If, nevertheless, there is not enough patience to wait for the first steps, then gradually try to encourage the child to do so.

  • When walking by the handle, do not hold him, but let him hold on to his finger on his own. In this case, if the baby is distracted and wants to reach for something that is on the side, it will be easier for him to tear himself away from his parents and take the first step.
  • let's baby more possibilities for movement. In the event that he moves freely around the apartment, and not just sits in the arena, then he has much more reasons for walking independently.
  • Play outdoor games with your baby more often, call him to your place, ask him to bring toys or things that he likes.

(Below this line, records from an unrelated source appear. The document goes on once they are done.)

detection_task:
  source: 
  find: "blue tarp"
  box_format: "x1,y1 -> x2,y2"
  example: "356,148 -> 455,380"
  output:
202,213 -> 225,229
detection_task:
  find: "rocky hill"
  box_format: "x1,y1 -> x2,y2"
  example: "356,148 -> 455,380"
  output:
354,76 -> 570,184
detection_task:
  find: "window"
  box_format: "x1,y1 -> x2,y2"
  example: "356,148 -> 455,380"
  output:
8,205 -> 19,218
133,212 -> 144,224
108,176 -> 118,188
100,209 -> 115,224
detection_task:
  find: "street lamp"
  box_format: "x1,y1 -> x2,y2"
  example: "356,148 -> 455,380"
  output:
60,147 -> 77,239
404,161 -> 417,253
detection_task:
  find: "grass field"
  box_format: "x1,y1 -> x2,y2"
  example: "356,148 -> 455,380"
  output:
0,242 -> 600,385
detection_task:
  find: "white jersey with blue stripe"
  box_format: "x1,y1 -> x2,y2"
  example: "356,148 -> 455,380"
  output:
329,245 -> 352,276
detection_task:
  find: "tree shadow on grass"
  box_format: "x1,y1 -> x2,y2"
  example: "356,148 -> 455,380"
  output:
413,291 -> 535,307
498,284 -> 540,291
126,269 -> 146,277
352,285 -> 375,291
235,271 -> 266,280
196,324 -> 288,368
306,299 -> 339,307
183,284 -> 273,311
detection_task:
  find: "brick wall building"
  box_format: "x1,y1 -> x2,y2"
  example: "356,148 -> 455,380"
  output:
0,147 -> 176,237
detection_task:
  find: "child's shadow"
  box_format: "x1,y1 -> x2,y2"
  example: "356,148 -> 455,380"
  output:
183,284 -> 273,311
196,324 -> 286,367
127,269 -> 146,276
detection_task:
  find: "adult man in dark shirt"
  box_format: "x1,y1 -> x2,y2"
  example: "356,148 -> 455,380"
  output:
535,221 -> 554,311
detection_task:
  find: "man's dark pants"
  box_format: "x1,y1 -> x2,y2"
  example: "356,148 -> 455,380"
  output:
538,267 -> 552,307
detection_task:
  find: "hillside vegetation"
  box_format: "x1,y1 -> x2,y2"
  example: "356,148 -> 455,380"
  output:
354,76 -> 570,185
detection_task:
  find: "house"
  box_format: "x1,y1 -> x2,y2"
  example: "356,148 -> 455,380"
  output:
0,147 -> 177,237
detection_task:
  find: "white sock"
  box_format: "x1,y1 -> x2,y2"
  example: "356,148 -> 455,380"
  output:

  • You can and should try provocative actions. At a time when the child is standing on his feet and is far enough from his parents, offer him a new or favorite toy. Very often, babies, in a hurry to get the desired item, forget that they can crawl, and take their first steps.

But do not be too intrusive, otherwise the child will figure out all the tricks and his stubbornness can only increase. If , then don't force it. Just change your attitude to the situation, and set yourself a different task, for example, to teach a child to eat with a spoon. Most often, the situation changes dramatically precisely when it is no longer considered a problem.